An example of a simple balance exercises for surfing you can perform in the comfort of your own home is balancing with one leg up in the air and getting this to a point where you no longer feel wobbly. Simply stand with one leg bent under you and hold still until you are confident in this position.

Then, to mimic the unpredictable nature of the sea, you can begin practicing this move, adding other factors into the mix. For example, you can do this move while throwing a ball into the air and catching it. Then again, once you’ve mastered this, add another factor in – like standing on a balancing ball, or a wobbly surface, such as a pillow. Finally, try to balance on a wobbly surface with your eyes shut – but of course, always practice these exercises in an area where you would be safe should you fall over! This will help to replicate the feeling of standing on a surf board and help you find your board legs, on  dry land.
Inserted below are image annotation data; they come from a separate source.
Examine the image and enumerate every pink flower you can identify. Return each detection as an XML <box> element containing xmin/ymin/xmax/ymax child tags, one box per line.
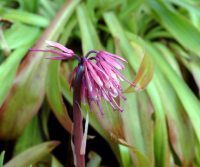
<box><xmin>81</xmin><ymin>51</ymin><xmax>134</xmax><ymax>113</ymax></box>
<box><xmin>30</xmin><ymin>41</ymin><xmax>135</xmax><ymax>114</ymax></box>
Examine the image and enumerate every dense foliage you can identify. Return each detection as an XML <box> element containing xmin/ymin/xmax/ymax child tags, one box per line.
<box><xmin>0</xmin><ymin>0</ymin><xmax>200</xmax><ymax>167</ymax></box>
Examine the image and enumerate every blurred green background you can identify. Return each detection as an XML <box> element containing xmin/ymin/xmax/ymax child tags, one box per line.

Core exercises for surfing;

  • Planking

Aside from excellent balance and strong arms, surfers must have toned and trained core muscles. Toned core muscles contribute towards full body balance and strength. To help train these muscles, we recommend taking part in some core exercises for surfing. The first of the exercises for surfing preparation we recommend is the ‘plank’ move. To do the ‘plank’, lie on your front with your firsts clasped, and your forearms on the floor. Push your bodyweight up so you are laying horizontal, resting on your forearms and on the tips of your toes. Make sure your back and bottom are lying flat and aren’t ‘popping up’ or are concave. Hold this position for as long as you comfortably can – time yourself and see how long you can do it for, trying to increase your personal best every time!

  • Crunches

Another core exercise for surfing is the classic ‘crunch’. Crunches are one of the best exercises for targeting core muscles, as they require your middle to support your upper body. Simply lay down with your knees bent, and plant your feet on the floor, about your hip’s width apart. Cross your arms against your chest, and then lift your upper back, to ‘crunch’ yourself up. You can do this in short, quick bursts – up and down – or try and hold it for longer. Once you’ve mastered this move, you can even make it harder for yourself (and train your core up faster) by crunching side to side while holding a medicine ball, or even by hi-fiving a gym buddy on your way up from the crunch.

Now that you’ve trained your core and practiced your balance, it’s time for you to get out there! These exercises for surf preparation are great for your overall health as well as other water sports, like stand-up paddle boarding. If you’re a newbie, these exercises are ideal to help you progress quickly.